In a previous post I said that one of my reasons to develop a RELOAD implementation was to implement VIPR. Another reason is to be able to develop software that is resistant to developer bugs.
The Internet is global, which means that a service should be available 24/7, and having a web page saying that a service is down for maintenance is just plain incompetence, and companies doing this should be publicly shamed for this. There is multiple ways to build systems that can still work during software update, operating system bugs and other disasters, and I think that Google did a lot of good in this domain by showing that it could be done in a way that does not require to spend millions of dollars in hardware – I advocated a Google-like architecture a long time before Google even existed and it was a relief when Google started to publicly disclose some of the things they were doing because then I could end my explanations by a “and BTW, this is exactly what Google is doing!”. Herd mentality always works.
Now imagine a service that is already doing all the right things – Amdahl’s law is the Law of the Land, sysadmin motto’s (“if it ain’t broke, don’t fix it”) is cause for immediate dismissal, programmers cannot commit without unit tests and peer reviews, and so on. The problem is that even when using the best practices (and by best I certainly do not mean the most expensive) a whole system can still go down because of a single programmer’s bug – and we certainly had some very public examples of that recently.
Bugs are not something programmers should be ashamed of – instead they should be thought as a probability, and this probability integrated into the design of a service. One of the best proof that bugs are not preventable mistakes but unavoidable limitations of software is the so-call “software bit rot”, i.e. the spontaneous degradation of software over time. Software does not really degrade over time; it’s just that the environment under which they are running is changing over time – faster processor, larger memory and so on. Basically this means that event if we can prove that a software is perfect now, unless it is possible to predict the future it is not possible to guarantee that a program will be without bugs in the future.

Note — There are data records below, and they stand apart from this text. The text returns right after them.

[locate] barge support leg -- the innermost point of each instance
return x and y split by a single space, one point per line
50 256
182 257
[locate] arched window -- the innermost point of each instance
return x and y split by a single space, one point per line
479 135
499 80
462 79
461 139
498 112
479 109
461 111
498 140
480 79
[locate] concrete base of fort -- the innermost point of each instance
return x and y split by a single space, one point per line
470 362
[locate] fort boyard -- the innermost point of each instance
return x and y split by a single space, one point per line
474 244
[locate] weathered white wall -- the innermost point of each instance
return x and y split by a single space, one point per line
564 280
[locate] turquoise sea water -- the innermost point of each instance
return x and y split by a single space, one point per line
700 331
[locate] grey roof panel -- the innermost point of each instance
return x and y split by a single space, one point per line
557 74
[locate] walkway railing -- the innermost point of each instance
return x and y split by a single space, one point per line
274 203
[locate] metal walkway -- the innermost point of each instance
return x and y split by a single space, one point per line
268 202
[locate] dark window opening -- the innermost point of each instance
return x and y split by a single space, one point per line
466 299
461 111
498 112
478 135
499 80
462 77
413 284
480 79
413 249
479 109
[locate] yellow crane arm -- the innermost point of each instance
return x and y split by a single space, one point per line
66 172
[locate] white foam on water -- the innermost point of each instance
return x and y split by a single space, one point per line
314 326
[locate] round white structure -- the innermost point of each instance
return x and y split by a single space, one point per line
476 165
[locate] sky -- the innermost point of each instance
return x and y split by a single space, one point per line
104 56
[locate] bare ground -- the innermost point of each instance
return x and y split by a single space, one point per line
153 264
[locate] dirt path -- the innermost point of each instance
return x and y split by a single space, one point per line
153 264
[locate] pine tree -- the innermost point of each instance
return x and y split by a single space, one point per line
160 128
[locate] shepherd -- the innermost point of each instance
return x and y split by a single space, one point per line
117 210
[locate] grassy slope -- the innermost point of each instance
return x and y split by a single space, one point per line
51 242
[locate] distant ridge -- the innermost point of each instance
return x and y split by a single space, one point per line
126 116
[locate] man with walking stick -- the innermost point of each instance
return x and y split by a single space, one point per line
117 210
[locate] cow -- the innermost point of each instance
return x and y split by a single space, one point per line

So, as always, if there is no solution to a problem then just change the problem. Bugs have a more or less constant probability to happen, i.e. X bugs for Y lines of code. I am not aware of any research in this domain (pointers welcome!) but intuitively I would say that two independent developers starting from the same set of specification will come with two different software and, more important to my point, with two different sets of bugs. If the probability of a major bug in any implementation is X, the probability that the same environment triggers the same bug in two completely different implementations should be X^2 (assuming that developers are not biased towards certain classes of bugs). In other words if we can run in parallel two or more implementations of the same specifications and be able to choose the one that is working correctly at a specific time, then we increase by multiple orders of magnitude the reliability of our service (one of my old posts used the same reasoning applied to ISP. Just replace “service down” by “someone will die because I cannot reach 911”).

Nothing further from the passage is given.